Example 1: Quickly reading your data into a structured tabular form#

Using the convenient pandas methods that hide away the tricky bits, loading tabular data is trivially easy. Let’s load in a dataset to demonstrate (we’ll talk more about how these work throughout this week):

import pandas as pd

smallworld = pd.read_csv("./data/world-very-small.csv")
smallworld
country region gdp_per_capita_2008
0 Brazil S. America 10296
1 Germany W. Europe 35613
2 Mexico N. America 14495
3 Mozambique Africa 855
4 Russia C&E Europe 16139
5 Ukraine C&E Europe 7271

It really doesn’t get much easier than that. We have text content (under country and region) and numerical content (`gdp_per_capita_2008``) and column headings are even included!

Example 2: Quickly describe / summarize your data#

With the use of a single pandas method, we can summarize the statistics of any fully-numerical columns of data:

smallworld.describe()
gdp_per_capita_2008
count 6.000000
mean 14111.500000
std 11863.031683
min 855.000000
25% 8027.250000
50% 12395.500000
75% 15728.000000
max 35613.000000

Example 3 Quickly querying your data#

Not only can we load and describe our data quickly, but we can query our data quickly, too. Let’s say we wanted to find the countries on the list with per-capita GDP below $10,000. This also becomes extremely simple:

smallworld.loc[smallworld.gdp_per_capita_2008 < 10000]
country region gdp_per_capita_2008
3 Mozambique Africa 855
5 Ukraine C&E Europe 7271

Example 4: Quickly plotting your data#

If you want/need a quick look at your data, plotting is extremely straightforward with pandas, as it builds on the matplotlib ecosystem for plotting. Let’s create a bar plot of the GDP per capita for each of the countries in our list:

smallworld.plot.bar(x="country", y="gdp_per_capita_2008")
<Axes: xlabel='country'>
../../../_images/da6ff4420fc4b0e01812db33da2318ad3a6775cd4058b2626eeac1ee8492ebae.png

Drawbacks of pandas#

Despite its many advantages, and as with all tools, pandas also has its drawbacks.
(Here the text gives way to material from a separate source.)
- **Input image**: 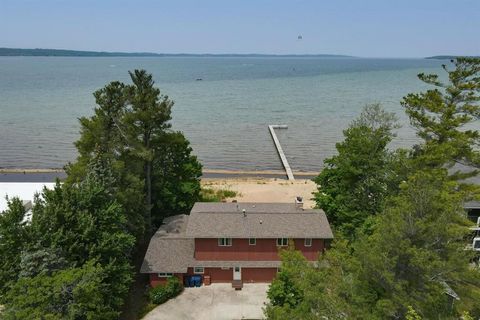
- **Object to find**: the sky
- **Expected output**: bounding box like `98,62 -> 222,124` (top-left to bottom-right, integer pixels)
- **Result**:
1,0 -> 479,57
First of all, the syntax of pandas is a bit different from what we’ve discussed previously with base Python and with numpy, making it a bit challenging to learn. Personally, I still find myself regularly consulting the documentation for pandas when I’m using a method I haven’t used in a while. The other drawback is that pandas is particularly well-designed for 1D series/arrays and 2D matrices. It’s not suitable for handling 3D or N-D matrices (where N > 3). In such cases, there are two main options. The first is to simply revert to our trustworthy friend numpy — it’s extremely flexible, powerful, and you already know how to use it! The second option is to use the xarray package, which is to higher-dimensional numpy arrays what pandas is to 1 or 2D numpy arrays — essentially a wrapper around numpy arrays that adds an ability to label your dimensions in a more intuitive manner!

The week ahead#

With a sense of the benefits of pandas, this week we will dive into how pandas can be effectively deployed as a key programming tool in working with tabular data and used to construct targeted, and sometimes complicated, queries of tabular data that can be used to answer key data science questions.